The White House, with reference to this issue that had peeved India over the years, said during Obama's visit that "Commensurate with India's non-proliferation record and commitment to abide by multilateral export control standards, the US will remove all civil space and defense-related entities from the Department of Commerce 'Entity List.'
Locke, in an exclusive interview with India Abroad, the newspaper in the United States owned by rediff.com earlier this month, had said that the promise by President Obama to lift the curbs on ISRO, DRDO and other Indian companies on the DOC's Entity List was one of the tangibles of the visit.
He said, "In terms of benefits on India's side, obviously the agreement on export controls, which recognizes that India will soon hopefully join the various multilateral regimes that control exports and also will enable the sale of very high technology goods to India, as requested and desired by India," was where New Delhi was able to achieve many of their top priorities from this visit."
Locke said in the interview that this was "enormously significant because with these agreements reached on exports controls and the removal of some (Indian) organizations from the Entities List, it would make a tremendous impact and difference."
He explained, "The Entities List had made it much more difficult for these organizations to receive high-tech American goods and so the entire agreement will advance greater research and development within many of these organizations using very high, sophisticated technological goods from the United States, and of course, it will hasten the innovation industry within India."

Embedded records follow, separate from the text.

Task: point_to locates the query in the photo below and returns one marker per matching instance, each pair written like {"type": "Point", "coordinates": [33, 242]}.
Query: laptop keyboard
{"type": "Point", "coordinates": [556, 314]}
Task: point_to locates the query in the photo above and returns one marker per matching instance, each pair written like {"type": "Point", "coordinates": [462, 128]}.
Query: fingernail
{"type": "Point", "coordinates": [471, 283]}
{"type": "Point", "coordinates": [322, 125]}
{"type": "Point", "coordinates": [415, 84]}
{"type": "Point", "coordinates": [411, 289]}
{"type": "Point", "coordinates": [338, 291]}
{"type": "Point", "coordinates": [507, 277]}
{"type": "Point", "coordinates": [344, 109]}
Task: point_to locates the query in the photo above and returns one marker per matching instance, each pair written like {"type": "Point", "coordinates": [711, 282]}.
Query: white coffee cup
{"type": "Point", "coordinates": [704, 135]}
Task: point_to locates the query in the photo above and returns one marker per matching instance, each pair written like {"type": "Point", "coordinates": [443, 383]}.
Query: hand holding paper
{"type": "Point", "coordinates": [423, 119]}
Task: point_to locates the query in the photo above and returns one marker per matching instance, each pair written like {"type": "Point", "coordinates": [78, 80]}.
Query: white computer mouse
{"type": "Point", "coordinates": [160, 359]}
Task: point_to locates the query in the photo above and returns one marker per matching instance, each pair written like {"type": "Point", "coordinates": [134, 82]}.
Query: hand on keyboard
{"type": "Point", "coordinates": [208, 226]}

In its posting in the Federal Register yesterday, the BIS said, "In this final rule, the Bureau of Industry and Security amends the Export Administration Regulations to implement several components of the bilateral understanding between the United States and India announced by President Obama and India's Prime Minister Singh on November 8, 2010."

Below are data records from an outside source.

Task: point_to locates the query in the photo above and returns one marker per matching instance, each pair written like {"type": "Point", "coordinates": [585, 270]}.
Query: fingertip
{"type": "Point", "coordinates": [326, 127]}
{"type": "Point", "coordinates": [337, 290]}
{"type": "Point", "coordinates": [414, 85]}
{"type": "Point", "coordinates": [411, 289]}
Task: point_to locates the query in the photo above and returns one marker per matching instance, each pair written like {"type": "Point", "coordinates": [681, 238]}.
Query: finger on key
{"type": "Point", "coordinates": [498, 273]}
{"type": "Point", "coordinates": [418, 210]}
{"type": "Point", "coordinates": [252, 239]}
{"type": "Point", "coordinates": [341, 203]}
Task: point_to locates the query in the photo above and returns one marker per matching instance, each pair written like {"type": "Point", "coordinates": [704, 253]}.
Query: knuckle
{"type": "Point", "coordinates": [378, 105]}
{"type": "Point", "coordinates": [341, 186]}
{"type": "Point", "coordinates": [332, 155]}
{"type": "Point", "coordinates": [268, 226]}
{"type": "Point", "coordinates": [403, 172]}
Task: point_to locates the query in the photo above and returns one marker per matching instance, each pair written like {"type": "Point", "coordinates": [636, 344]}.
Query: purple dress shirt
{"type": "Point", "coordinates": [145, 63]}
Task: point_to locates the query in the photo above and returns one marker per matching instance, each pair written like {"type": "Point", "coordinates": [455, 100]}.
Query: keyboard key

"This is the first in a series of rules implementing the President's and the prime minister's commitment to work together to strengthen the global non-proliferation and export control framework and further transform our bilateral export control cooperation to realize the full potential of the strategic partnership between our two countries," it said.
The BIS said, "These reforms reflect India's non-proliferation record and commitment to abide by multilateral export control standards."
The entities to be removed are ISRO and its subordinates, Liquid Propulsion Systems Center, Solid Propellant Space Booster Plant, Sriharikota Space Centre, and Vikram Sarabhai Space Centre.
Also DRDO and its subordinates, Armament Research and Development Establishment, Defense Research and Development Lab, Missile Research Development Complex, and Solid State Physics Laboratory.
Also, on this initial list of entities removed is Bharat Dynamics Limited.
Earlier, one senior official in explaining the proposed license exception the Commerce Department published in December said that these "had two primary groups of countries and India was included in the group of countries to which Wassennar Basic List items could be exported without a license under certain conditions."
"The second group of countries was limited to countries that are members of the four multi-lateral export control regimes or NATO members that are members of at least three of the regimes," the official said, and pointed out that "India is not a member of all four regimes or a NATO member."
But the official reiterated that the Commerce Department "is, however, working quickly to publish a regulation that will remove Indian space and defense-related entities from the Entity List and enact other India-specific export control changes."
According to the official, this was a specific India track in order to expedite the removal of Indian entities so that "there can be a clean slate when the Secretary visits India with the high-tech business development mission."
The BIS, controls exports and re-exports of dual-use commodities, technology and software for reasons on national security, missile technology, nuclear non-proliferation, chemical and biological weapons non-proliferation, crime control, regional stability and foreign policy.